In 2009,Todd Bol of Hudson, Wisconsin, built a model of a one room schoolhouse. It was a tribute to his mother; she was a teacher who loved to read. He filled it with books and put it on a post in his front yard. His neighbors and friends loved it. He built several more and gave them away. Each one had a sign that said FREE BOOKS. Rick Brooks of UW-Madison saw Bol’s do-it-yourself project while they were discussing potential social enterprises. Together, the two saw opportunities to achieve a variety of goals for the common good. Each brought different skills to the effort. Bol was a creative artisan experienced with innovative enterprise models; Brooks was a youth and community development educator with a background in social marketing.
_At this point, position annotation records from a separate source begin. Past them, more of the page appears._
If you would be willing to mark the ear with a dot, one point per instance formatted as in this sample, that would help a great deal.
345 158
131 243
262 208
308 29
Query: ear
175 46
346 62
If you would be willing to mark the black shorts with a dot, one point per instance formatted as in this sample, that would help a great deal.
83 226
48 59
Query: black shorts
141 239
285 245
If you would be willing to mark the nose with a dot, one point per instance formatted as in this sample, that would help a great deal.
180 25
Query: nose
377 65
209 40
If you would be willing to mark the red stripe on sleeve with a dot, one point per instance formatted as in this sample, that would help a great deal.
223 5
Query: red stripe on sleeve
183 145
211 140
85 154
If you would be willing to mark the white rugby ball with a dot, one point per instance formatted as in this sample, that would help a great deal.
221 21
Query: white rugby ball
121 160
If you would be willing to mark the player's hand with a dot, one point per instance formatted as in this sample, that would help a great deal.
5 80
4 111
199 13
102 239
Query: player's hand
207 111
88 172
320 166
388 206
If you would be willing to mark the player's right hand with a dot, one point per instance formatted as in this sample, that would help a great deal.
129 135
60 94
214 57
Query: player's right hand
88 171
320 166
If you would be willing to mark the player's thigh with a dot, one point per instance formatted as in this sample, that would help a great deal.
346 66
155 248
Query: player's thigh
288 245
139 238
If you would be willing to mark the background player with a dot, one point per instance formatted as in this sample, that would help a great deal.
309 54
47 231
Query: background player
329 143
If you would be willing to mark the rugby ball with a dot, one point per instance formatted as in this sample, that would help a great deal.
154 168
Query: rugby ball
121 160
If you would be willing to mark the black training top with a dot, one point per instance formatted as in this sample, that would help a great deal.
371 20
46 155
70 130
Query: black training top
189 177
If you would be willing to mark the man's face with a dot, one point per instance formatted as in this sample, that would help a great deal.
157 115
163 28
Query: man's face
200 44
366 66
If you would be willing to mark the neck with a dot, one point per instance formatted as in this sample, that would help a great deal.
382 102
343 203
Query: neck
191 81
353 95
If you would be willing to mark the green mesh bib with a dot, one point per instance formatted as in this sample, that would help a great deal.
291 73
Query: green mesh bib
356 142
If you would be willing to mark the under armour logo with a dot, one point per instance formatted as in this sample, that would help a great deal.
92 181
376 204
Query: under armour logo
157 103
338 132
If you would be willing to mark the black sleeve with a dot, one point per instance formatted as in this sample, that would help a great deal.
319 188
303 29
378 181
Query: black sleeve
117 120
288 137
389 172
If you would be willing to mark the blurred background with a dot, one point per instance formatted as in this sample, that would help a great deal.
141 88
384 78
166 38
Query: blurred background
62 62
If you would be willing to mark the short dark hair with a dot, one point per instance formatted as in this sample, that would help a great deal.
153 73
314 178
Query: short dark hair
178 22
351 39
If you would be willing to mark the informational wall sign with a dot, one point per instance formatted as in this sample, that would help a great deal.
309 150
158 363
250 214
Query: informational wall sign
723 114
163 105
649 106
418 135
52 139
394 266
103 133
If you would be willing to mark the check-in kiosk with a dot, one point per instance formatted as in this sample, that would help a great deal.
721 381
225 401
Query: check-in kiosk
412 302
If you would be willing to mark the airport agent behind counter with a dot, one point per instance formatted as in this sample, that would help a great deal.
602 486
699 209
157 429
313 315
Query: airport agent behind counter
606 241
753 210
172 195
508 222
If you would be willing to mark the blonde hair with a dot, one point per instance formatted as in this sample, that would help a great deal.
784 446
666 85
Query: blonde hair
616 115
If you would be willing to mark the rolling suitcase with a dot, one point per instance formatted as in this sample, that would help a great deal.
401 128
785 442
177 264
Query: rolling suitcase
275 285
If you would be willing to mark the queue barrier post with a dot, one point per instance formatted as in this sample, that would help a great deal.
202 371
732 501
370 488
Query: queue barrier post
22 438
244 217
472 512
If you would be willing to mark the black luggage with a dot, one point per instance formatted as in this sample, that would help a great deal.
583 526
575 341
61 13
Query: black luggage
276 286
They were inspired by many different ideas:
- Andrew Carnegie’s support of 2,509 free public libraries around the turn of the 19th to 20th century.
- The heroic achievements of Miss Lutie Stearns, a librarian who brought books to nearly 1400 locations in Wisconsin through “traveling little libraries” between 1895 and 1914.
- “Take a book, leave a book” collections in coffee shops and public spaces.
- Neighborhood kiosks, TimeBanking and community gift-sharing networks
- Grassroots empowerment movements in Sri Lanka, India and other countries worldwide.
By the summer of 2010, the mission of the little boxes of books was becoming clear. The original Library models were built with recycled materials. Each Library was unique, but all shared the theme of exchanging good books and bringing people together.